Bernie would do three things. One, he’d go throw a rock through his ex-wife’s living-room window. Two, he’d stand in the middle of Princes Street telling everyone to go to hell (and other places besides). And three, he’d get drunk in Scott’s Bar. These days, option one was difficult for Bernie, since his ex-wife had not only moved without leaving a forwarding address but had, at Rebus’s suggestion, gone to live on the eleventh floor of an Oxgangs tower block. No more rocks through the living-room window, unless Bernie was handy with ropes and crampons.

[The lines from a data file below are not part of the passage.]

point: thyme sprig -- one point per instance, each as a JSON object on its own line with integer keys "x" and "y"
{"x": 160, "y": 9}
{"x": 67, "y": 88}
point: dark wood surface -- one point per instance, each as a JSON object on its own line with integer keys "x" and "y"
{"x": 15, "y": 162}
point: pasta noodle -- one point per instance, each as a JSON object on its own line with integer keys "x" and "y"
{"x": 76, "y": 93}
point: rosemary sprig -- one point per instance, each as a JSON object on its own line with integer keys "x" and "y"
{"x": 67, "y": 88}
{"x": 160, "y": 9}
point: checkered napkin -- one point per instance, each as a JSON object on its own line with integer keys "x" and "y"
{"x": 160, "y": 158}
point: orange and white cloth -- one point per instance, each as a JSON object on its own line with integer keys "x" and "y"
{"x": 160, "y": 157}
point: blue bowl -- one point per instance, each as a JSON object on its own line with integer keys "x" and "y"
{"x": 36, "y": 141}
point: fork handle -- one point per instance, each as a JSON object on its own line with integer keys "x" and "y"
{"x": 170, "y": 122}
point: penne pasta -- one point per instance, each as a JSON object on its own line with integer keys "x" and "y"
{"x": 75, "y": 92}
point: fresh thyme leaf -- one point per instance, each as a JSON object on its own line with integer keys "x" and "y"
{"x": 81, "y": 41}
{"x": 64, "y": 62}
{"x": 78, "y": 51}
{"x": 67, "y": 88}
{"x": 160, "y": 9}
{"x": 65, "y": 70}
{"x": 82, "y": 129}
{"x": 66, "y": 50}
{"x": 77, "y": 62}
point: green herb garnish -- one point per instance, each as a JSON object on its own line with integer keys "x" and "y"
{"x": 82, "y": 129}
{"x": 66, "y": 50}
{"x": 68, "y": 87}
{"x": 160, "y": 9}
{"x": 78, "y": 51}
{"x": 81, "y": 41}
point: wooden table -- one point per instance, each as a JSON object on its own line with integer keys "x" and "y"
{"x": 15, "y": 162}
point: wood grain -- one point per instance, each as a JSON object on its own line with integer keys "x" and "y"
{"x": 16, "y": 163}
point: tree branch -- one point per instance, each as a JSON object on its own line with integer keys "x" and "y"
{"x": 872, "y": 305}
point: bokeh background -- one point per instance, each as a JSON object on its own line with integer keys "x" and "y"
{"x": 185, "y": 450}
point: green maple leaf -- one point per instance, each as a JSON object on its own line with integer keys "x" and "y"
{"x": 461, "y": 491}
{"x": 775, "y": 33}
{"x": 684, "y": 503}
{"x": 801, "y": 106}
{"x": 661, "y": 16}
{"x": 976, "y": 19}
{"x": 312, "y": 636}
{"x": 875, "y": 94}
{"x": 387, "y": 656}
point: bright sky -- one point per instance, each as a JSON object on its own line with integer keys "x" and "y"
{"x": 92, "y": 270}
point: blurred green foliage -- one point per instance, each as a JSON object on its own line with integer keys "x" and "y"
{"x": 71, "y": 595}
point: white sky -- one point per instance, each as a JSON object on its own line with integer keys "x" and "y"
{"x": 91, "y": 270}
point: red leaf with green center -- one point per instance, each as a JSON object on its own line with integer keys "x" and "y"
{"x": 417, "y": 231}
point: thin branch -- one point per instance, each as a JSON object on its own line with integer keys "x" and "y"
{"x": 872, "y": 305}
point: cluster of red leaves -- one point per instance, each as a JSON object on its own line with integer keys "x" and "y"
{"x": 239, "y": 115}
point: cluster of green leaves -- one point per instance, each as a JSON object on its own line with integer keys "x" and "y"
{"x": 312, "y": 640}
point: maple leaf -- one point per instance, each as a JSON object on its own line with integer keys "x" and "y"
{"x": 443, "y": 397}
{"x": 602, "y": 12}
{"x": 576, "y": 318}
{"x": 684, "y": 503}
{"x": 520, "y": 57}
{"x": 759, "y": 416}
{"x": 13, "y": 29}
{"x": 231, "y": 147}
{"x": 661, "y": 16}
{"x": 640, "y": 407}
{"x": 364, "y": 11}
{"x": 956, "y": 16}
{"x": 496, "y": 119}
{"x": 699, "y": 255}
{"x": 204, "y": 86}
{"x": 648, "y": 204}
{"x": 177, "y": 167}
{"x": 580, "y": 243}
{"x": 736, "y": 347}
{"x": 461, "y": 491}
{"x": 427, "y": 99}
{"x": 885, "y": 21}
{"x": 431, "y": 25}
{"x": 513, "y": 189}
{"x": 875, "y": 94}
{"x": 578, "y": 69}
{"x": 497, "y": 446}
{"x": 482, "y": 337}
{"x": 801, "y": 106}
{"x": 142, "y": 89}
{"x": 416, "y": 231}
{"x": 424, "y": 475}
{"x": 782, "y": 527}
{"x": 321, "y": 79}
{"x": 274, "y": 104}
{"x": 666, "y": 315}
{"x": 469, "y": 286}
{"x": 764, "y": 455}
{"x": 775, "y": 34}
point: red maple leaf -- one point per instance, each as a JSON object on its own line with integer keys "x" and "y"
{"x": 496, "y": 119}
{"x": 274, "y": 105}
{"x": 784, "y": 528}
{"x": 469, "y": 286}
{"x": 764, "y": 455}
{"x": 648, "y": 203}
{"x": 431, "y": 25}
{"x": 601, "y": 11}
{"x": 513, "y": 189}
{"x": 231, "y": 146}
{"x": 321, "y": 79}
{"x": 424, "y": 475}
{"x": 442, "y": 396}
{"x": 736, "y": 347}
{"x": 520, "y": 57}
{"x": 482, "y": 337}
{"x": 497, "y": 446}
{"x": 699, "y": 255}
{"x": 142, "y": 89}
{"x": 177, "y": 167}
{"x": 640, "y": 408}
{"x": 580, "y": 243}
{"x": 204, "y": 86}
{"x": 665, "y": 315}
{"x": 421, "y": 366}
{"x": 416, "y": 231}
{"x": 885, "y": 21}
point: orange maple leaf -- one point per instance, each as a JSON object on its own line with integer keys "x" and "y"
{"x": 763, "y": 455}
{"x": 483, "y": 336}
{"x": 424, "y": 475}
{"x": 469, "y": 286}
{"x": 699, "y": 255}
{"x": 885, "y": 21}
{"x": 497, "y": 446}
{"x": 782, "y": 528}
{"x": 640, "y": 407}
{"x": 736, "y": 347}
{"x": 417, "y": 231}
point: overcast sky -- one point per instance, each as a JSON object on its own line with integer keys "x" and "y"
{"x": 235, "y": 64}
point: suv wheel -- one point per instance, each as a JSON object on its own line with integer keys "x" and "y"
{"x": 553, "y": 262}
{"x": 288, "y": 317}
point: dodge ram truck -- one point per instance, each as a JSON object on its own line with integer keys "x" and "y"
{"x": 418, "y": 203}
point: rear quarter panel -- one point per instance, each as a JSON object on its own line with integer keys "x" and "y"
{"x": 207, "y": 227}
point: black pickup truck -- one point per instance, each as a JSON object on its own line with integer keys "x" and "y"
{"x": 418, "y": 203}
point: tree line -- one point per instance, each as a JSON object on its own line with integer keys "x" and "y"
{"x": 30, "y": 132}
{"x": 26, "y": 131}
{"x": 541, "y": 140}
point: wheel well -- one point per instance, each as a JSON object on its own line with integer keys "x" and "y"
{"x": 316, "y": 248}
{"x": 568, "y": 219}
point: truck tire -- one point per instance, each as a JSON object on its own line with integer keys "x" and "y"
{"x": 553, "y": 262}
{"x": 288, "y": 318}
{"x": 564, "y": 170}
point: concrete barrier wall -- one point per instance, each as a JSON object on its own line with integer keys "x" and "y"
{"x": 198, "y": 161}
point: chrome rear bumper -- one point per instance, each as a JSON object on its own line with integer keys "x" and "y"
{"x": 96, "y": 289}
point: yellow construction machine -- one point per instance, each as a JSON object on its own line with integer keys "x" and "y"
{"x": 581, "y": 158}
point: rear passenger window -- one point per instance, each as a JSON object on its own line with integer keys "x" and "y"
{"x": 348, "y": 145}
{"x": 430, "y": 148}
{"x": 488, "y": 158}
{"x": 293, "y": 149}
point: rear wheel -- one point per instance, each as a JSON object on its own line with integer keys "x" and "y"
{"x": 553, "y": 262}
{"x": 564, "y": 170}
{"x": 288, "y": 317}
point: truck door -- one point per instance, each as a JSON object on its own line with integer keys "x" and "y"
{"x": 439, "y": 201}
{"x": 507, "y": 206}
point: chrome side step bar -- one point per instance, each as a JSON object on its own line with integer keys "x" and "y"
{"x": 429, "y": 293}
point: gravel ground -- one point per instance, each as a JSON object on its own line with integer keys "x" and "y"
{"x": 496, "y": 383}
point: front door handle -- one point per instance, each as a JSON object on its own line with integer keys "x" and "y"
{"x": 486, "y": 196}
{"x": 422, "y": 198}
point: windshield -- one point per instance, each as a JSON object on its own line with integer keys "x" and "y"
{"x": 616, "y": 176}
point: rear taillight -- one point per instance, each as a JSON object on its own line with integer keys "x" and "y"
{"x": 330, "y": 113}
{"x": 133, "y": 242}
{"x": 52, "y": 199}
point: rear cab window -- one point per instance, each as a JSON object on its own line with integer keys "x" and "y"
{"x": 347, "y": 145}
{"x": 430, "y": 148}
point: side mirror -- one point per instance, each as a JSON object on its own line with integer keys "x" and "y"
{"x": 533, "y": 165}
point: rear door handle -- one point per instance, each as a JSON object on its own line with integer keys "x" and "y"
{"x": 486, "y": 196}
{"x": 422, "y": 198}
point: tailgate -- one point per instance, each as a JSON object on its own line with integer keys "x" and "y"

Rebus preferred to wait for Bernie in Scott’s Bar, where they refused to water down either the whisky or the language. Scott’s was a villain’s pub, one of the ropiest in Edinburgh. Rebus recognised half the faces in the place, even on a dull Wednesday afternoon. Bail faces, appeal faces. They recognised him, too, but there wasn’t going to be any trouble. Every one of them knew why he was here. He hoisted himself on to a barstool and lit a cigarette. The TV was on, showing a satellite sports channel. Cricket, some test between England and the West Indies. It is a popular fallacy that the Scots don’t watch cricket. Edinburgh pub drinkers will watch anything, especially if England are involved, more especially if England are odds on to get a drubbing. Scott’s, as depressing a watering hole as you could ever imagine, had transported itself to the Caribbean for the occasion.